Сергей Иванович вздохнул.

— Вот, покуда идешь, все равно: хоть бы ее и не было, проклятой!.. А сел на место — глядь, недели через две и засосало. Ну, конечно, сразу не поддаюсь: мучусь, зверем гляжу, кабак за версту обхожу… а выпил, и пошла писать недели на две, пока наг и бос не останусь. Очувствуюсь, и сейчас же станет мне противно, как это я себя осрамил и характера не выдержал… тут я поскорее в дорогу ударюсь, потому что, если останусь, непременно со стыда опять запью! Прежде я все по святым местам ходил, просил угодников избавить меня от пьяного беса, да не помогло, по грехам моим…

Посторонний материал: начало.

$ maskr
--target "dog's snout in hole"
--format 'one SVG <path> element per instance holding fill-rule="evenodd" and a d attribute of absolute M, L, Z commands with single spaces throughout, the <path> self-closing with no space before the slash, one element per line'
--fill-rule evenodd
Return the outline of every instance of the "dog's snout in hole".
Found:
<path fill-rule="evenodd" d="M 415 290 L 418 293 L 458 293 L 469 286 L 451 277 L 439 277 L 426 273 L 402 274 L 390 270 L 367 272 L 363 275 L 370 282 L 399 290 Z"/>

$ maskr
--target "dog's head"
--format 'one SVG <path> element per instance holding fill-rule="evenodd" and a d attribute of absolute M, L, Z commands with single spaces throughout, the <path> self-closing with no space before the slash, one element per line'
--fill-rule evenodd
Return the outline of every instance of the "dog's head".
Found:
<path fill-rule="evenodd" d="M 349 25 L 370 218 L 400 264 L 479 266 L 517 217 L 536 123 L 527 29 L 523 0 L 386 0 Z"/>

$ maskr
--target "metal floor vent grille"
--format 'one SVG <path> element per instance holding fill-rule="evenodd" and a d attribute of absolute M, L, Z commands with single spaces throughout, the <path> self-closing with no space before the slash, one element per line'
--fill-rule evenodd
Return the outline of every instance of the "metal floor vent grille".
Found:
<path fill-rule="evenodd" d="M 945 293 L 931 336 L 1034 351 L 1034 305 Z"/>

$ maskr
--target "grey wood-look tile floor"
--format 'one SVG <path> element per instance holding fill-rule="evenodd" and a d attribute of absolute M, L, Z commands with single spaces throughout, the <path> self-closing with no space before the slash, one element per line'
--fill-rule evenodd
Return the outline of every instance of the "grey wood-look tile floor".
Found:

Сергей Иванович встал еще с более глубоким вздохом.

— Однако прощайте, господин. Мне надо до вечера в Койшауры дошагать. И то я с пути свернул; тут в горах есть деревушка, сопели по-ихнему, а имя ей Чквени, — заходил туда проведать приятеля… Пять лет не видал, хороший грузин!.. А в Койшаурах другой приятель ждет — тоже прекрасный человек! Прощенья просим. Благодарствуйте за компанию!

Скиталец скрылся за поворотом ущелья, а я смотрел ему вслед и думал:

Каких только людей не родит русская почва и в какие углы не забрасывает и не прививает их! Не любит сидеть на месте русский человек; все-то тянет его от своего места, от насиженного, теплого гнезда в неведомый край, под чужое небо, к чужим людям, в чужедальнюю сторонку… И хоть бы добра ждал от нее, а то ведь сам же поет в песне:

Чужедальня сторона —

Полынь горькая трава!

Мы создали исключительно русский тип «Ивана, не помнящего родства», секты «бегунов» и «шатунов»; страницы истории нашей пестрят ушкуйники, низовая вольница, казачество; народное творчество наше страстно тоскует с царевичем Иосафом по «прекрасной матери-пустыни», а величайшие русские поэты провели полжизни — кто на чужбине, кто, в буквальном смысле, «бродя за кибиткой кочевой». Вот уж подлинно: «Скитальцы и странники мы в сей жизни!»

Загрузка...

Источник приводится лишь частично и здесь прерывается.